Gladys Moore Vanderbilt was the seventh and youngest child of the wealthy businessman and financier Cornelius Vanderbilt II (1843-1899) and his wife Alice Claypoole Gwynne (1845-1934); and thus great-granddaughter of Commodore Cornelius Vanderbilt . During the summer months of her youth, she stayed at her family home in Newport, Rhode Island. She was educated there by private tutors and at the exclusive Brearley School in New York.

Vanderbilt with her husband László Széchenyi, 1908

On January 27, 1908, the billionaire's daughter married in New York the Hungarian Count László Széchenyi de Sárvár-Felsövidék (1879–1938), the fourth son of Count Dionys Széchenyi de Sárvár-Felsövidék and his French wife Emilie de Riquet-Chimess de Caraman . The marriage had five children:

  • Cornelia (1908–1958) ⚭ 1933 Eugene Roberts (1898–1983)
  • Alice (1911–1974) ⚭ 1931 Count Adalbert Hadik de Futak (1905–1971)
  • Gladys (1913-1978)
⚭ 1935–1946 ( canceled ) Guy Finch-Hatton, 15th Earl of Winchilsea and Nottingham (1911–1950)
⚭ 1954 Arthur Talbot Peterson (1905–1962)
  • Sylvia (1918–1998) ⚭ 1949 Count Anton Szapáry de Muraszombath (1905–1972)
  • Ferdinandine (* 1923) ⚭ 1946 Alexander Graf von und zu Eltz (1911–1977)

In the following years the couple made extensive trips through Europe and Egypt . On one of these trips, they made friends with Duchess Sophie von Hohenberg , wife of the Austrian heir to the throne Franz Ferdinand . The count couple were welcome guests at Miramare Castle near Trieste .

During the First World War , Countess Széchenyi raised money for various aid organizations. Despite the lack of training as a nurse , as Gladys's sister she cared for the injured in the hospitals on the Western Front during the war . After the war she was awarded the Order of the Croix de Guerre by the French government for her services . After the death of her husband in 1938, Countess Széchenyi de Sárvár-Felsövidék withdrew into private life.
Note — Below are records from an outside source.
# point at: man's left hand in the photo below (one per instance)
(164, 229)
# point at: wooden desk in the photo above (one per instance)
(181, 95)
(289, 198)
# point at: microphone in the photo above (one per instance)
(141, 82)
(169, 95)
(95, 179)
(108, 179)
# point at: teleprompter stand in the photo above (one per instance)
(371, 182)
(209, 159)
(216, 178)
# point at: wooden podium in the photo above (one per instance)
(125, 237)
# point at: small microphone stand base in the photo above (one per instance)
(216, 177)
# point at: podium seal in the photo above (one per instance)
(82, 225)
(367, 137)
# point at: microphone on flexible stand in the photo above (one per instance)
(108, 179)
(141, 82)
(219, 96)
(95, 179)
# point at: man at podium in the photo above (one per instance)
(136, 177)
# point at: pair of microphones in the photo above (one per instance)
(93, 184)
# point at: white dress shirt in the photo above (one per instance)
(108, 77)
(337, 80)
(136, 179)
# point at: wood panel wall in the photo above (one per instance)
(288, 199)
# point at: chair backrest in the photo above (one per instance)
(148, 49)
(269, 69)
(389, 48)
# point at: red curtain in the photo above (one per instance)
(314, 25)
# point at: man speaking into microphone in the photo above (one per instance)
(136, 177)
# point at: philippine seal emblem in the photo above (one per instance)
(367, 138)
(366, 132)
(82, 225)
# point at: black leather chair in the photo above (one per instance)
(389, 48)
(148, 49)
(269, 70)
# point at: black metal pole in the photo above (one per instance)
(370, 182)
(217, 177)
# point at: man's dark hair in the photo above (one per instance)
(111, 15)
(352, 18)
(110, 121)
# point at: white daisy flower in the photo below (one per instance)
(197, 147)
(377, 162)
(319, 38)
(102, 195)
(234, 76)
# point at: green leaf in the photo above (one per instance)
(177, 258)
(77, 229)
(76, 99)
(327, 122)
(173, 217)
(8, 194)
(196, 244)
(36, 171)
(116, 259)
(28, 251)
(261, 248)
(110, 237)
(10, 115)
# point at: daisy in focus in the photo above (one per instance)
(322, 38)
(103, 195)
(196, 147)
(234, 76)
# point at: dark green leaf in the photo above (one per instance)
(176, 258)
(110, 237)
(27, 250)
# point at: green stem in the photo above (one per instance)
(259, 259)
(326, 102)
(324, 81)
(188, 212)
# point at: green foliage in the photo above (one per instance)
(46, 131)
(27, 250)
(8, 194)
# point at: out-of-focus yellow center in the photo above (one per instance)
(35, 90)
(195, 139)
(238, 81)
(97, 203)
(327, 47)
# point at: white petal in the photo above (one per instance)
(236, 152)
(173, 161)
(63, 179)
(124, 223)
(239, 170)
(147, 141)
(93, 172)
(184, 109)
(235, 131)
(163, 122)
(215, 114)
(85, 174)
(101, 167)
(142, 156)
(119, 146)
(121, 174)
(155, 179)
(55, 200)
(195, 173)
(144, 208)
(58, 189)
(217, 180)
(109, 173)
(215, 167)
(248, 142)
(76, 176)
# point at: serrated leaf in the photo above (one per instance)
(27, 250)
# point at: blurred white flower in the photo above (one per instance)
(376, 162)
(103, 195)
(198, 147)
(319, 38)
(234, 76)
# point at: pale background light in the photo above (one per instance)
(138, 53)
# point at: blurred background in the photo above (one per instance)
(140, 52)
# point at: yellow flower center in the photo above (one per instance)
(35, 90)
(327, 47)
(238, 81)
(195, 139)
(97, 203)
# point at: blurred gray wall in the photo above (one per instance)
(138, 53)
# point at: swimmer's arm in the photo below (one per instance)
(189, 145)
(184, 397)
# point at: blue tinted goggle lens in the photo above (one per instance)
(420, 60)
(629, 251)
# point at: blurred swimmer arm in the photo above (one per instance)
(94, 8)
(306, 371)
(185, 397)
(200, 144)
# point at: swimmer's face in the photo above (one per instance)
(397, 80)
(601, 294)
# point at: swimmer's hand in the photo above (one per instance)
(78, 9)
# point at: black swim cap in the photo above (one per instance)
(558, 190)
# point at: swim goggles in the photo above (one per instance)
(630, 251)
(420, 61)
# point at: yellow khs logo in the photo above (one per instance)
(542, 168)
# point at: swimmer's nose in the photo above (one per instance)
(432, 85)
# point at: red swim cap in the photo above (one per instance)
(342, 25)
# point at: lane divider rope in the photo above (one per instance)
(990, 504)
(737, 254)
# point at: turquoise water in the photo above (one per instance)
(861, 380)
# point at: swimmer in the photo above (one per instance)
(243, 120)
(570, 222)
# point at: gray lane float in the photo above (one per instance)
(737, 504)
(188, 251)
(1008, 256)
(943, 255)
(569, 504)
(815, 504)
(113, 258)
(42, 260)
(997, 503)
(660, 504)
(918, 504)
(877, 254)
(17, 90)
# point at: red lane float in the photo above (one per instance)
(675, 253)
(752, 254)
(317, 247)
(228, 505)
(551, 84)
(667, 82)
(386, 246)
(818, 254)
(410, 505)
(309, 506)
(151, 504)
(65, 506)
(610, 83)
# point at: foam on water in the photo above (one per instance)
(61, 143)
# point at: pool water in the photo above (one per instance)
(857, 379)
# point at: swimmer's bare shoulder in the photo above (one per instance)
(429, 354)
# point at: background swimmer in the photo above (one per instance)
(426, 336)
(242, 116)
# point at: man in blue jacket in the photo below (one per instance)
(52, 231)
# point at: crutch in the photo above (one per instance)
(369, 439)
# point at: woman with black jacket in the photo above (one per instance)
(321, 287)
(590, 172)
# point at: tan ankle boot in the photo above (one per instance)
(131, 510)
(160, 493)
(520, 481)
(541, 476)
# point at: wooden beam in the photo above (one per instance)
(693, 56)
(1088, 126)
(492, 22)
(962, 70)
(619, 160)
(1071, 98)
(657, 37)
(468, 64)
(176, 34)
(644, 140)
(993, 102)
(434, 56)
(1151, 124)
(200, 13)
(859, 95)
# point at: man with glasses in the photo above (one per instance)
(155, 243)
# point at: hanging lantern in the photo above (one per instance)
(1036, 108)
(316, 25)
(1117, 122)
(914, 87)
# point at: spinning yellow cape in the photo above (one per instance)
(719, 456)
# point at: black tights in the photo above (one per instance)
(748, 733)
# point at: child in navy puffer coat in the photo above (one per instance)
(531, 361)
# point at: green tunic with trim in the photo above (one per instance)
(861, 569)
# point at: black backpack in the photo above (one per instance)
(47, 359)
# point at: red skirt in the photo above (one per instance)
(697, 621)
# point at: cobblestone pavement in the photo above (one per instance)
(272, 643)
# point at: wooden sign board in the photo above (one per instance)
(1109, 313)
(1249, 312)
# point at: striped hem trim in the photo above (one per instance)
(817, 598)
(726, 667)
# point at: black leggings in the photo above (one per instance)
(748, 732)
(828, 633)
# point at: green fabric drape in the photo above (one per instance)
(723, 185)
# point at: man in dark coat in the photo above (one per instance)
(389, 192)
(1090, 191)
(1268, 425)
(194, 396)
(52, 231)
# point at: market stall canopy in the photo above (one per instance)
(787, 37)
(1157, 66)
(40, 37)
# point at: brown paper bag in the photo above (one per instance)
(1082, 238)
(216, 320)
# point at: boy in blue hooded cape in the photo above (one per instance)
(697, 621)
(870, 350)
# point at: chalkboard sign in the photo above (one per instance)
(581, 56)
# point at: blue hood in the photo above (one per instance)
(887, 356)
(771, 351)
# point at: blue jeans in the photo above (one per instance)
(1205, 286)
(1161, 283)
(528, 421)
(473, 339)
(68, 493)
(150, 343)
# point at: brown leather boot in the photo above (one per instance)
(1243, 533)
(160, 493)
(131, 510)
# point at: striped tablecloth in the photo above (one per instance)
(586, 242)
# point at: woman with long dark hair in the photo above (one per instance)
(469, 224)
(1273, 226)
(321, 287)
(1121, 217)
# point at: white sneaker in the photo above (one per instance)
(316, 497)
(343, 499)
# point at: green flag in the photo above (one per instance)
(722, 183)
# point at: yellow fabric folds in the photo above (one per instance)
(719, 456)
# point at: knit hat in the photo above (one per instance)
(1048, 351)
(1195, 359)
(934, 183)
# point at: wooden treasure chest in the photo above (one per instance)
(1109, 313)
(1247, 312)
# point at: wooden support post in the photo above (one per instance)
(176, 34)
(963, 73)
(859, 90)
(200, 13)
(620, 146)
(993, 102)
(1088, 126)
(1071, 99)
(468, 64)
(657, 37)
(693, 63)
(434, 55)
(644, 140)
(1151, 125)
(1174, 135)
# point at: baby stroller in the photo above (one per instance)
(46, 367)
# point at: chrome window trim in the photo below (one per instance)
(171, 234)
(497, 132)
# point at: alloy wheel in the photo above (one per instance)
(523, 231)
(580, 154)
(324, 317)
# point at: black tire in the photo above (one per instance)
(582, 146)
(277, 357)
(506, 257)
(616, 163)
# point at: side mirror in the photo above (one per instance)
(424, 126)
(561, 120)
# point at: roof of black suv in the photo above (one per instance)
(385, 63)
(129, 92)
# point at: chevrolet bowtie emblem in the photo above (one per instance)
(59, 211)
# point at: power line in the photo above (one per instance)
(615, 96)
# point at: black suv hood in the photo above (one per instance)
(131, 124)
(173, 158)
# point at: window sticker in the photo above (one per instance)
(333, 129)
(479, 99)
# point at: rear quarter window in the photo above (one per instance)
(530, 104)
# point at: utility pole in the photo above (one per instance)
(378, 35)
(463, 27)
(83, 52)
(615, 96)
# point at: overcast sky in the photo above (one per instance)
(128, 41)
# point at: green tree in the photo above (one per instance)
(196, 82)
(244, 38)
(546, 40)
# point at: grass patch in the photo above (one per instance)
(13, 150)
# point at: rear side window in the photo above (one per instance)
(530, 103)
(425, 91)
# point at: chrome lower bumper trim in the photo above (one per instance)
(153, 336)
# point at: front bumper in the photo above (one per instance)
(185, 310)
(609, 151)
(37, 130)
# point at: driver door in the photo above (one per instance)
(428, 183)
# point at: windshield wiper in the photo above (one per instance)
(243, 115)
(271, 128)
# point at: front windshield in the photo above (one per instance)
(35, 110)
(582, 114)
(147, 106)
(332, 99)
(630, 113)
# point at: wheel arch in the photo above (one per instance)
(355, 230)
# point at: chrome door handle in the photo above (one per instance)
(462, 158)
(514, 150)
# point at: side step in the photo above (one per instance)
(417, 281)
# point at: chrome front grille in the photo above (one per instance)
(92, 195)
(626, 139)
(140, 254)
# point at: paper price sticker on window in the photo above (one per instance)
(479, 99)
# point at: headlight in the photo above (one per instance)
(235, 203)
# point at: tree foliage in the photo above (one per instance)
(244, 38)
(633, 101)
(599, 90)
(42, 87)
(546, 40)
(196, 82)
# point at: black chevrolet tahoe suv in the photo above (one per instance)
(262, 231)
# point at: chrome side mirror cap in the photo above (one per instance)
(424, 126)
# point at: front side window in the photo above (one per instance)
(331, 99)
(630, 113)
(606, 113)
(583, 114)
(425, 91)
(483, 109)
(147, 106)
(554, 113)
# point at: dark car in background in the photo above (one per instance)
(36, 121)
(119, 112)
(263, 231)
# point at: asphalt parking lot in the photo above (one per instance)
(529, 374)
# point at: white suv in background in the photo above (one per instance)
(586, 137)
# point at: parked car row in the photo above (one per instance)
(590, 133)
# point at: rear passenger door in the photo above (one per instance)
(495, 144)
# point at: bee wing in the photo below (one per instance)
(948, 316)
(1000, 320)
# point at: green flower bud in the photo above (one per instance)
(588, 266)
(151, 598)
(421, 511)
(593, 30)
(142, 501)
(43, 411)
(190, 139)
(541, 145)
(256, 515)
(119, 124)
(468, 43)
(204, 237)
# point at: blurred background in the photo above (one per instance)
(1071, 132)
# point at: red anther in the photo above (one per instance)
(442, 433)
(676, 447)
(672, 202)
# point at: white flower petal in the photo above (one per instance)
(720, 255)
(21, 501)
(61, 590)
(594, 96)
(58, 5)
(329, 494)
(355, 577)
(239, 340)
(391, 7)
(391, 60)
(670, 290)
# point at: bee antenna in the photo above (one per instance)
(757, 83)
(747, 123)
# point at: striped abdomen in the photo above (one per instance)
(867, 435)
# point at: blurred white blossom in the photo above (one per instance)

She died of a heart attack .

Name in different phases of life

  • 1886–1908 Gladys Moore Vanderbilt
  • 1908–1938 Countess Széchenyi de Sárvár-Felsövidék
  • 1938–1965 The widow Countess Széchenyi de Sárvár-Felsövidék

Worth mentioning

literature

  • Arthur T. Fortune: The Fall of the House of Vanderbilt , New York: William Morrow & Co. (1989)

Web links

Commons : Vanderbilt family  - collection of images, videos and audio files

Individual evidence

  1. According to Online Gotha, László was the brother and not the son of Dionys Széchenyi.